Book Review: The Tragedy of Miss Geneva Flowers - Page 2

The author does a fantastic job of bringing the truth of gay lifestyle out in this novel. One of the critics of the book is quoted as saying "Joe Babcock effortlessly captures a voice rarely heard."—JT LeRoy. This is a true statement. There comes an understanding in that being Gay isn't so cut and dry as the media, as Christian critics and psychologists like to make it. It wipes the myth that being Gay is a choice, pointing out that so many gay people actually pray to God to change them, and have a very hard time accepting the very fact they are gay. This book eliminates predisposed conceptions of what being Gay is. There is no set stereotype to being gay, and everyone, gay or straight, is individually a person of their own, each deserving of respect, love and acceptance.

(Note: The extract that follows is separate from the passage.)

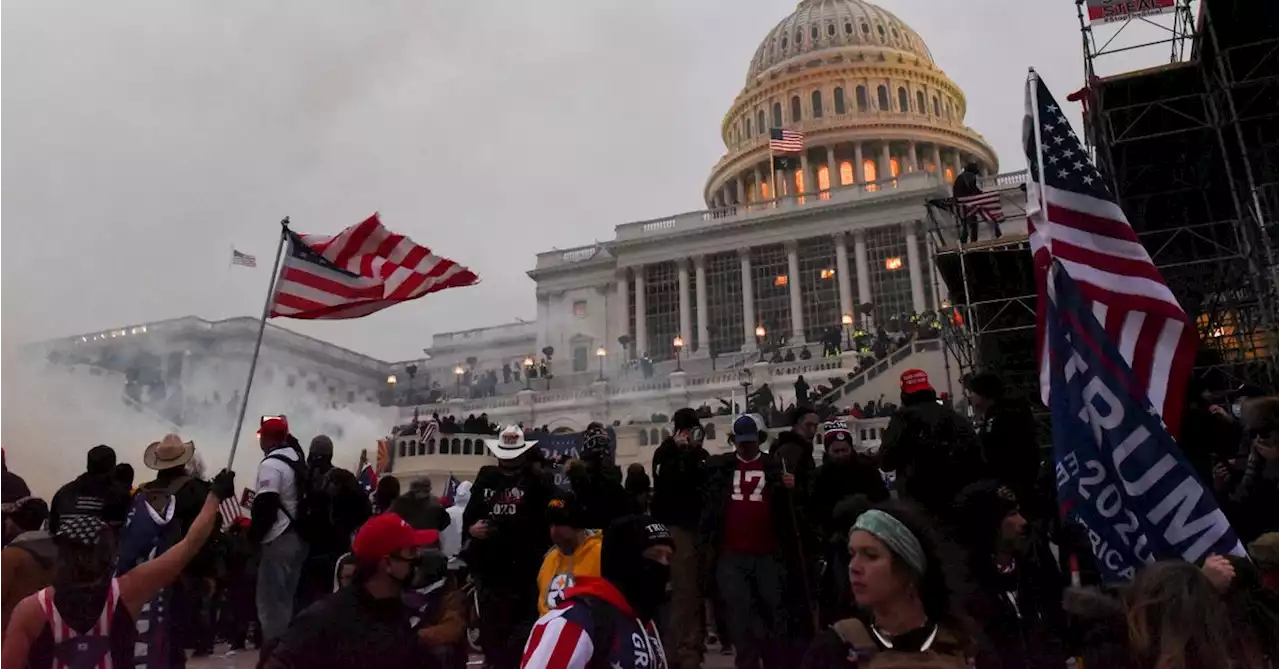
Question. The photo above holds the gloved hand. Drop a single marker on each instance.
(224, 485)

The only thing that I didn't care for about this novel was how the end wrapped up a bit too neatly and too quickly. It goes along and then suddenly everything happens at once, and before you know it, the end is there and all wrapped up nice and neatly, with a neat happy ending. To me that is the most unrealistic part of it. For many, there wouldn't have been such a happy ending, and it almost felt like the author came to a point where he decided it was time to wrap up the novel, and did so in a bit of a hurry.

Overall I recommend this book especially if you are open-minded, accepting and open-hearted. If you are homophobic or anti-gay, do not even bother, because you just won't get it.